Looking Ahead to Postgres 19

Perceived omissions and notable PG19/PG roadmap features

  • Commenters note the article underemphasizes major additions like native application‑time temporal tables (SQL:2011 style) and query hints, which previously generated interest.
  • New graph querying (SQL/PGQ) draws attention; some find the syntax unwieldy and question performance, especially given past planner issues with row‑level security.
  • GROUP BY ALL is widely praised as a small but very handy SQL usability improvement.
  • Improvements to COPY and logical replication are welcomed for lighter backups; some already run heavy sidecar instances just for backup.
  • Async I/O in PG18 was cited as a strong motivator to move off 16.

AI‑generated content and HN discussion quality

  • A large subthread debates whether the post is LLM‑written. Some rely on tools like Pangram; others stress such detectors aren’t reliable proof.
  • Several people are frustrated by what they see as generic “LLM slop” prose becoming common on HN, with many different blogs now sharing the same tone and structure.
  • Others argue meta‑complaints about AI are lower‑value than engaging with technical content, though defenders say spotting non‑novel, AI‑washed work is aligned with HN norms.
  • There is mention that Snowflake laid off technical writers, citing AI, and concerns about misleading human authorship claims.
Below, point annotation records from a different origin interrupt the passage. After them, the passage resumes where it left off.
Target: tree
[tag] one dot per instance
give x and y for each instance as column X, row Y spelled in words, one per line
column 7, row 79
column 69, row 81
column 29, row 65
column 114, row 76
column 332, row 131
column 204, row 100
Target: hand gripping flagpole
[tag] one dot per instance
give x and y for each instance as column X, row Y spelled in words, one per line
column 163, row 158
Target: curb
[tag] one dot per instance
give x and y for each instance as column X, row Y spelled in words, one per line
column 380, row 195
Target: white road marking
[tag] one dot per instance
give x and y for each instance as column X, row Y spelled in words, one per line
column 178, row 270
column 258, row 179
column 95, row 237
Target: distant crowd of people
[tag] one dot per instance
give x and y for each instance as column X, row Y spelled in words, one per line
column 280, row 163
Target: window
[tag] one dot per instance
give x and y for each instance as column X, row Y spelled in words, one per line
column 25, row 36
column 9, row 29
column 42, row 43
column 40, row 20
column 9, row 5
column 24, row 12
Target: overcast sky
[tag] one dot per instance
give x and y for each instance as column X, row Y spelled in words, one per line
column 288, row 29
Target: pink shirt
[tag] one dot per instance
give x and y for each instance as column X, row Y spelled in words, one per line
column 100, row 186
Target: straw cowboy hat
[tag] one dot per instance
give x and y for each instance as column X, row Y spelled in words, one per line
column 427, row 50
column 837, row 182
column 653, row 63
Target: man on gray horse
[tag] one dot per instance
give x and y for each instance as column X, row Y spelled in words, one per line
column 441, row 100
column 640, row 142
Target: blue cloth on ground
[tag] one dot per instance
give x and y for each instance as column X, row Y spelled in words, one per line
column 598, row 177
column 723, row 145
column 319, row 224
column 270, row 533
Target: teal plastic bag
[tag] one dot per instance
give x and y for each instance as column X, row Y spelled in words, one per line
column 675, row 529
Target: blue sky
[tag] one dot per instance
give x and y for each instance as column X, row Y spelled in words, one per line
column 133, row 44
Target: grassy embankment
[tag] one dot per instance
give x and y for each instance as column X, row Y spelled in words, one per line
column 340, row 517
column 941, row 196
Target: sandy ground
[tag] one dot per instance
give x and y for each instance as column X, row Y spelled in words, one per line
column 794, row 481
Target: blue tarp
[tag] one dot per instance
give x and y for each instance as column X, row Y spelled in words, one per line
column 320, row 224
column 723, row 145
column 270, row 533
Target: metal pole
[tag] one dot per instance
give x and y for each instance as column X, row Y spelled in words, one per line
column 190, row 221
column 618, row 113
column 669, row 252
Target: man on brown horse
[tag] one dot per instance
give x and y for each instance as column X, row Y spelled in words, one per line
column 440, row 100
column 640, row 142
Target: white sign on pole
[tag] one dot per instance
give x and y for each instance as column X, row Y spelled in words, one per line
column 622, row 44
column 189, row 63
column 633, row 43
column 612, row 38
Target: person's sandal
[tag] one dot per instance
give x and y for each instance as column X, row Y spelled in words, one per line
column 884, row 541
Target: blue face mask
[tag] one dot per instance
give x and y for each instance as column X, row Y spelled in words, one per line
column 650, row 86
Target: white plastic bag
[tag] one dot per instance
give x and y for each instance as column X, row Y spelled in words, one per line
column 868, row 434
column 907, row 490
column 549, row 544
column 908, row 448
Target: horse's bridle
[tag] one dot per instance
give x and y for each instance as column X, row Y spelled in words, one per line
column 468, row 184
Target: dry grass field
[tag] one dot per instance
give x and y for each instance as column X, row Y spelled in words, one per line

Postgres vs. other databases

  • Many production users are enthusiastic about Postgres but still want:
    • Lightweight connections (process‑per‑connection seen as heavy vs. threaded servers).
    • Synchronously maintained materialized / indexed views like SQL Server’s.
  • SQL Server is praised for indexed views, snapshot isolation, strong tooling (SSMS, Visual Studio, RedGate), and columnstore indexes, though some find its ecosystem aging, Windows dependence painful, and MERGE semantics problematic.
  • MySQL/MariaDB criticisms include weak JSON implementation, lack of transactional DDL/merge/partial indexes, strictness issues, historical type/UTF‑8 misbehavior, and replication/DDL pain.
  • Oracle is heavily criticized for semantics like empty‑string‑equals‑NULL and for vendor/legal/commercial baggage.

Scaling, storage engines, and analytics

  • Several users want pluggable storage engines: LSM (e.g., RocksDB‑like), append‑only, or native columnar/ block compression.
  • Examples raised include Salesforce running Postgres with LSM, OrioleDB (still requiring core patches), and columnar/analytics extensions such as cetus or a new Delta‑like extension.
  • There is tension between:
    • Those who want Postgres to evolve with pluggable/columnar storage so it can handle very large scientific/analytical workloads in place.
    • Those who argue columnar OLAP databases are a different category and advise using Postgres for OLTP plus separate warehouses (ClickHouse, DuckDB, etc.) via CDC or ETL.

Operations, ecosystem, and culture

  • In‑place major version upgrades remain a pain point, especially with Docker.
  • Connection/process model vs. MSSQL’s thread model is debated in terms of scalability, robustness, and plan caching.
  • Some see Postgres as effectively displacing MySQL for new app stacks (“PHP/MySQL → Python/Postgres”) and note major data platforms (Snowflake, Databricks, ClickHouse) now offering managed Postgres, which is seen as a sign of the times.
  • A user asks for advanced Postgres learning resources; the response is that the feature surface is very broad, so recommendations depend heavily on specific interests.